Through the miracles of the Internet age, you can find eight-grade graduation exams from over 100 years ago. Could you pass this exam? I'm not sure I could. But how could this be? We have so many more people today who are not only eighth-grade educated or high school educated but college educated than were in yesteryear. Shouldn't we be able to surpass their abilities? Shouldn't we be 100 years smarter than these guys?
It would seem we are not. And while there are many culprits, I'd like to point the bony finger of blame at one man in particular: John Dewey.
Yes, the philosopher and psychologist and purported-all-around-smarty-pants, that John Dewey. Dewey's theories on education revolutionized our school system. What were those theories?
Dewey advocated for an educational approach that emphasized critical thinking over rote memorization. Rather than being able to repeat facts and figures and dates and names, young students, Dewey thought, should be able to engage big ideas and work collectively to learn new material. And many schools followed his suggestions and altered their curricula, downplaying content-building.

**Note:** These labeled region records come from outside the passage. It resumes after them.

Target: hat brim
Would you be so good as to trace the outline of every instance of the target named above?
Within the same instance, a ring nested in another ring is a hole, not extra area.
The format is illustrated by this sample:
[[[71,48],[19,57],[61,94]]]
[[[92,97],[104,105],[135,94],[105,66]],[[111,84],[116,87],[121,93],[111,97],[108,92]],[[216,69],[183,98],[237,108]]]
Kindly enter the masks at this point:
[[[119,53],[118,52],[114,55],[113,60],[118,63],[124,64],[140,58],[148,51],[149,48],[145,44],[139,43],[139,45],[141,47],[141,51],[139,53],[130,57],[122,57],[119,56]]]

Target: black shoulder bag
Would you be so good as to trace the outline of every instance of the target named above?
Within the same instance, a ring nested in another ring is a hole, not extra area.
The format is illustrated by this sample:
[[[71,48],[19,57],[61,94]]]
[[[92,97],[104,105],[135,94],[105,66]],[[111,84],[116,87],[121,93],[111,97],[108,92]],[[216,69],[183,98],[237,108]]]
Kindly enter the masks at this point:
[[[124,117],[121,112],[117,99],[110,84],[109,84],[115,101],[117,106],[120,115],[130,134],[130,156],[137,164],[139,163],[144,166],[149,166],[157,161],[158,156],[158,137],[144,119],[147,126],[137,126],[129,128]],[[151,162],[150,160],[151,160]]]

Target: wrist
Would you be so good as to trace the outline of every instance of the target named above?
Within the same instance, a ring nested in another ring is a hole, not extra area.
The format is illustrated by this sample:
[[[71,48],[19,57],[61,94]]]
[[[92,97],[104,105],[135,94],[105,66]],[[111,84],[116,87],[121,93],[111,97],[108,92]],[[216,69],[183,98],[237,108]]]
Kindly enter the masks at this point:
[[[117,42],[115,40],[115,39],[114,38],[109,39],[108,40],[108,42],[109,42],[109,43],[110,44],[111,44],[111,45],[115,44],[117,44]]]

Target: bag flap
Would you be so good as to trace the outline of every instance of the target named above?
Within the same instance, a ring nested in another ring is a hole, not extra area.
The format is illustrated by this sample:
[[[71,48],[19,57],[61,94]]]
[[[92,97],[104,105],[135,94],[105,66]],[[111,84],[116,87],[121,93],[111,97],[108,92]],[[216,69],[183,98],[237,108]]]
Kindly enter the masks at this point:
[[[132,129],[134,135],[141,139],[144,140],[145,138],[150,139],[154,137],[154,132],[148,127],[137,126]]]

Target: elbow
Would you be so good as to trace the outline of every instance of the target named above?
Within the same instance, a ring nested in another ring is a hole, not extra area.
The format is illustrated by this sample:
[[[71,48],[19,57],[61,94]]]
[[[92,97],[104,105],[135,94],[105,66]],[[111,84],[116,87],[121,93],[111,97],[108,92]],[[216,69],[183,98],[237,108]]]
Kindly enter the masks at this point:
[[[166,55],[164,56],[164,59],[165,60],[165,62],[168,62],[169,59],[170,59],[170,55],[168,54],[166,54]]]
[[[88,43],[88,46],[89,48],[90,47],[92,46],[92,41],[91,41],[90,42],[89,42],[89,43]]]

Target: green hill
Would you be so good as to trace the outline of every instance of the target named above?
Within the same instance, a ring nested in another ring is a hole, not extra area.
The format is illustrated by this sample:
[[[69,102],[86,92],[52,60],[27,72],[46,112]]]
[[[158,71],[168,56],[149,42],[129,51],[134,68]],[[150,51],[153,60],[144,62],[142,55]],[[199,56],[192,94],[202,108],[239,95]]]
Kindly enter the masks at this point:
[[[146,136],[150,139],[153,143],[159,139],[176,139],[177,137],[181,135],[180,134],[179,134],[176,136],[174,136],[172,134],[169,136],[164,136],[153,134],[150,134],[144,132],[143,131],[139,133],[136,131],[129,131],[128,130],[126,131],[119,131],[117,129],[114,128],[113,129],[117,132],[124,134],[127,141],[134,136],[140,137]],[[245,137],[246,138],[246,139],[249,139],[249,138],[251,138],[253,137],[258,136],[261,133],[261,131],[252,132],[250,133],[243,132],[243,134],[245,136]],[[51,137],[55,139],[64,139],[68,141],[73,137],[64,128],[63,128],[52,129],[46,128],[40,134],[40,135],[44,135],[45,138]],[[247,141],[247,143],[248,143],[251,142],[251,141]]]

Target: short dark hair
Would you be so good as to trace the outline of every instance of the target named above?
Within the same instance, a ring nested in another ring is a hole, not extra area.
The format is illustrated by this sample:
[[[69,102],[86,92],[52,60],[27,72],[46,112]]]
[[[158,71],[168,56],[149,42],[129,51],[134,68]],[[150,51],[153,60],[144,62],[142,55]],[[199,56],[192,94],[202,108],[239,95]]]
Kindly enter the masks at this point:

Now, there's some merit to his focus. Knowing the bare facts is not sufficient for being a thinking person; one must be able to move beyond them, analyze them, assess them, evaluate them, in order to reach considered conclusions about them. This is necessary for an informed a thoughtful society.

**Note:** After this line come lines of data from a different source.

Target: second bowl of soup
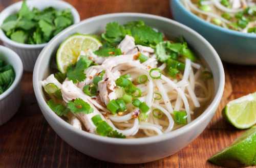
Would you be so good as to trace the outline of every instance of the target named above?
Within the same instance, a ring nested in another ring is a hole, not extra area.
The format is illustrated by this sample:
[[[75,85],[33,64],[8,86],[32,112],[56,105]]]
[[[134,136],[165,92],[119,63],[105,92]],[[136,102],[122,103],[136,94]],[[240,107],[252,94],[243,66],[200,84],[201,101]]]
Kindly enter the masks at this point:
[[[222,60],[256,64],[253,1],[173,0],[170,7],[174,19],[205,37]]]

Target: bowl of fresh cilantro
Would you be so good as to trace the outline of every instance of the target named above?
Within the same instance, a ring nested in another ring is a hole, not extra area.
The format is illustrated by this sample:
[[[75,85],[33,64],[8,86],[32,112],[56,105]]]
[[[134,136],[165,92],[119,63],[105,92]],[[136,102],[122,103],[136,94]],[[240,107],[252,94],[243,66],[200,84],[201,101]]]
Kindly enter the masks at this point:
[[[24,70],[32,72],[39,53],[48,42],[79,21],[77,11],[63,1],[21,1],[0,14],[0,39],[20,57]]]

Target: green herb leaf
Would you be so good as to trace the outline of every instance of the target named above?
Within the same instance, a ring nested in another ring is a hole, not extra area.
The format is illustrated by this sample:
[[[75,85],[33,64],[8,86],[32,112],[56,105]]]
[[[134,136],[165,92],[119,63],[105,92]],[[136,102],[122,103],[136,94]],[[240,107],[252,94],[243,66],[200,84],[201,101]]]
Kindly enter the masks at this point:
[[[137,44],[156,46],[163,40],[161,33],[156,32],[147,25],[133,27],[131,32]]]
[[[122,54],[122,51],[120,48],[111,47],[101,47],[98,50],[94,51],[94,53],[100,57],[109,57]]]
[[[67,76],[75,83],[82,81],[86,78],[84,71],[92,63],[87,58],[81,57],[75,65],[71,65],[67,69]]]
[[[24,17],[29,20],[34,17],[33,13],[29,10],[26,1],[24,1],[22,3],[22,8],[18,11],[18,16],[19,18]]]
[[[28,34],[23,31],[17,31],[11,35],[11,39],[20,43],[25,43],[28,39]]]
[[[91,107],[90,104],[79,98],[69,101],[67,104],[67,106],[71,112],[74,114],[82,113],[89,114],[93,112],[93,108]]]
[[[56,103],[52,99],[47,102],[47,104],[51,109],[58,116],[65,116],[68,114],[69,110],[65,106],[60,104]]]
[[[125,138],[126,136],[123,135],[121,133],[117,132],[117,130],[114,130],[110,132],[107,135],[108,137],[115,137],[117,138]]]
[[[52,34],[52,32],[55,30],[54,26],[51,24],[49,23],[44,20],[40,20],[39,22],[39,26],[41,28],[44,35],[46,37],[50,37]]]
[[[1,29],[5,32],[8,32],[14,29],[16,24],[16,21],[9,21],[3,24],[1,26]]]

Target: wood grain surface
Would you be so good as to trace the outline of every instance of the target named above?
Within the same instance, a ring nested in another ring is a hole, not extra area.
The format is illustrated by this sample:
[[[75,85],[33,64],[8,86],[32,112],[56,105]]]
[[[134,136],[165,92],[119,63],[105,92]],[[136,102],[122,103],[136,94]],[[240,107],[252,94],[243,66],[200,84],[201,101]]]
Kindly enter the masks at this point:
[[[18,1],[0,0],[0,10]],[[121,12],[150,13],[172,18],[167,0],[68,0],[81,20]],[[212,154],[243,132],[229,126],[221,111],[229,100],[256,91],[256,67],[224,64],[226,85],[218,111],[196,140],[163,159],[140,164],[122,165],[87,156],[64,142],[50,127],[37,105],[32,74],[24,73],[23,100],[17,114],[0,127],[0,167],[216,167],[207,162]]]

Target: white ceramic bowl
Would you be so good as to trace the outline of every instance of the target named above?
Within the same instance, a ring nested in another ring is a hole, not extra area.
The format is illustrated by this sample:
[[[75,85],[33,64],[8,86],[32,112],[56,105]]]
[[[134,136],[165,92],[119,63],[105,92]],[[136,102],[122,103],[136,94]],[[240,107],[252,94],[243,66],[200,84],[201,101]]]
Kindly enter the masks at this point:
[[[56,55],[60,43],[74,33],[99,33],[106,23],[141,20],[164,32],[167,36],[183,36],[190,46],[205,60],[211,70],[215,84],[214,98],[210,104],[191,123],[168,133],[136,139],[102,137],[76,129],[57,116],[47,105],[39,81],[50,71],[51,58]],[[109,162],[138,163],[169,156],[187,146],[205,128],[214,116],[221,100],[224,86],[224,72],[216,51],[201,36],[191,29],[169,19],[140,13],[116,13],[86,19],[68,28],[53,39],[42,50],[36,61],[33,83],[39,106],[46,120],[58,135],[81,152]]]
[[[28,0],[27,4],[30,9],[36,7],[42,10],[47,7],[53,7],[58,10],[69,8],[74,18],[74,23],[80,21],[80,16],[77,11],[70,4],[58,0]],[[22,6],[22,1],[12,4],[6,8],[0,14],[0,25],[4,20],[11,14],[17,13]],[[47,44],[26,44],[17,43],[7,37],[4,32],[0,29],[0,39],[3,41],[4,45],[15,51],[20,57],[26,71],[32,72],[34,66],[40,52]]]
[[[0,59],[12,66],[15,78],[11,87],[0,95],[0,125],[10,120],[20,104],[20,83],[23,66],[18,55],[10,49],[0,45]]]

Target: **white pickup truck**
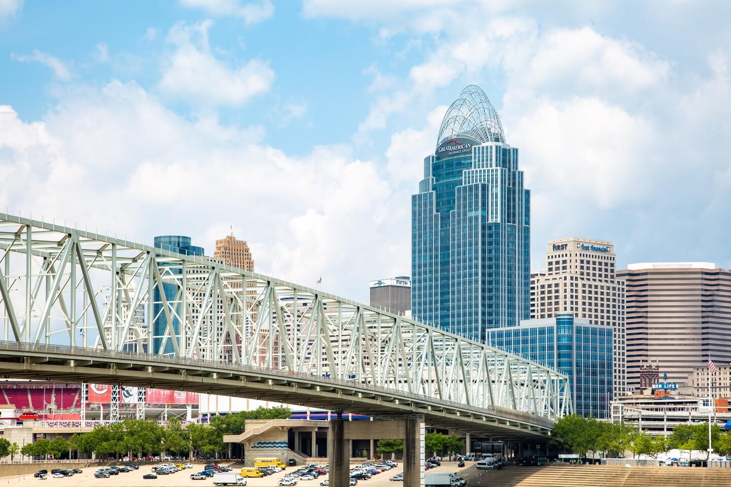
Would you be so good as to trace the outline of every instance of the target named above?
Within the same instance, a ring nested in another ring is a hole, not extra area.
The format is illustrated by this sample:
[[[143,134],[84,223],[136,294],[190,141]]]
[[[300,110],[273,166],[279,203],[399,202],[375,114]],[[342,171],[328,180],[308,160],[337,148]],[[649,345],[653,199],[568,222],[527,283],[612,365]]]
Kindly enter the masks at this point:
[[[213,475],[214,486],[246,486],[246,481],[238,473],[217,473]]]

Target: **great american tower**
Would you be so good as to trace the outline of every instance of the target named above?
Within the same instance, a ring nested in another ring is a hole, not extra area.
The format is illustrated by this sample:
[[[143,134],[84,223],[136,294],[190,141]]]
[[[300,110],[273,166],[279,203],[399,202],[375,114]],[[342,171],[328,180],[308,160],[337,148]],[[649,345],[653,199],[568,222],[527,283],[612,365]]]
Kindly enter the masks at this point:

But here's the rub, Johnny: in focusing on critical thinking, you've skipped a step. Critical thinking is step two in the thinking process. Before you can think, you need something to think about. Before you can reflect on knowledge, you must have knowledge.

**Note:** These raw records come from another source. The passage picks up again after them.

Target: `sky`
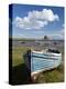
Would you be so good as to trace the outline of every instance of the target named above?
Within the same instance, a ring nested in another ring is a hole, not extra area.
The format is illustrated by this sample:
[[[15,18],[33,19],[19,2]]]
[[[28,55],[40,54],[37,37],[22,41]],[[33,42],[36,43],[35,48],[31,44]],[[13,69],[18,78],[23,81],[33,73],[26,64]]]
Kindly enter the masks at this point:
[[[9,21],[13,38],[64,39],[64,8],[12,4]]]

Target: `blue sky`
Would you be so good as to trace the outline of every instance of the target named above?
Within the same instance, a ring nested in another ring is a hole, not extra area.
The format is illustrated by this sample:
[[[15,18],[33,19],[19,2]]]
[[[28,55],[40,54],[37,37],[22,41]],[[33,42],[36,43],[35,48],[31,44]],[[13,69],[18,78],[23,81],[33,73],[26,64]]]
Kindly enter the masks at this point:
[[[64,38],[63,7],[13,4],[12,8],[12,18],[9,18],[13,38]]]

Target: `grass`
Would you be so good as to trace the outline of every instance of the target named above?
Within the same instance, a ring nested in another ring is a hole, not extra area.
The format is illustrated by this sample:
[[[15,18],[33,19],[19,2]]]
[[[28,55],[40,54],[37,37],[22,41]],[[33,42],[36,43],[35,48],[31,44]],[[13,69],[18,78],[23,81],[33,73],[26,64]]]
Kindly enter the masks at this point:
[[[22,85],[22,83],[31,83],[29,78],[30,73],[25,68],[23,55],[29,47],[14,47],[12,49],[12,83],[13,85]],[[63,49],[61,50],[63,51]],[[64,56],[64,55],[63,55]],[[63,82],[64,81],[64,65],[40,73],[36,79],[36,83],[44,82]]]

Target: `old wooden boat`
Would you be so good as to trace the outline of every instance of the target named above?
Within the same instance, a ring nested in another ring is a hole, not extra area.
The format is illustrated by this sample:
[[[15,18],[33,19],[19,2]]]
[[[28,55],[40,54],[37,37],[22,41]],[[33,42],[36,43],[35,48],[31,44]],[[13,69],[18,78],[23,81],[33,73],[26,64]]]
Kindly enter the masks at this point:
[[[28,50],[25,65],[32,75],[56,68],[62,62],[62,53],[56,49]]]

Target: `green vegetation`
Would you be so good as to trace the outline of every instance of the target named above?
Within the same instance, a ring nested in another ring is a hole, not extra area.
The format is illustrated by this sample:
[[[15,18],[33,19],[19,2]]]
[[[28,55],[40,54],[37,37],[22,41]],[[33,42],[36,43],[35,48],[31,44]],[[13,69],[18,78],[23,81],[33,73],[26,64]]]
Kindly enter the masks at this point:
[[[24,66],[23,55],[30,47],[13,47],[12,48],[12,82],[18,83],[31,83],[29,82],[28,71]],[[61,50],[63,51],[63,49]],[[64,51],[63,51],[64,52]],[[63,82],[64,81],[64,65],[62,63],[59,67],[44,71],[40,73],[36,79],[36,83],[43,82]]]

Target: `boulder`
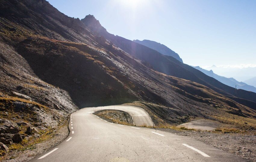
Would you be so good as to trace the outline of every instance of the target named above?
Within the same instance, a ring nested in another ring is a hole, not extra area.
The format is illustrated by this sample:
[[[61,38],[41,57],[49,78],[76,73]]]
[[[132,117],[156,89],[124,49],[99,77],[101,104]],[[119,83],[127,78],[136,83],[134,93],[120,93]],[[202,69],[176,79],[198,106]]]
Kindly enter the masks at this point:
[[[10,125],[9,128],[5,130],[5,132],[11,134],[15,134],[19,133],[20,130],[18,129],[15,128],[12,125]]]
[[[17,125],[19,126],[21,126],[21,125],[27,125],[28,124],[27,123],[25,122],[21,122],[17,123]]]
[[[12,137],[12,141],[18,143],[22,141],[22,137],[20,134],[19,133],[15,134]]]
[[[14,96],[16,96],[21,98],[23,98],[23,99],[26,99],[29,100],[31,100],[31,98],[29,96],[13,91],[12,91],[11,92],[12,93],[12,95]]]
[[[2,142],[5,145],[11,145],[13,143],[11,139],[6,139],[4,137],[0,138],[0,142]]]
[[[26,132],[25,132],[26,134],[29,135],[32,134],[34,132],[34,128],[33,127],[29,127],[27,128],[27,130],[26,131]]]
[[[9,148],[7,146],[2,142],[0,142],[0,150],[4,150],[6,152],[9,151]]]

This was the whole point of memorization to begin with! By memorizing the facts in a particular discipline, you then having the building blocks to construct a historical narrative, or a political argument, or a scientific theory. The facts that are imprinted on your brain through rote are the very material upon which your critical thinking skills operate.
Look at how this worked out in the Church. At two least generations of Catholics have been so poorly catechized that most, according to surveys, can't correctly identify the Church's teaching on the Eucharist, or salvation, or the Trinity. People of my grandparents' age can still rattle off the sentences from the Baltimore Catechism that they learned as children, and would have no trouble with such questions. Some would say that the contents of the Baltimore Catechism were too rudimentary, not "critical" enough, but I say: better something than nothing.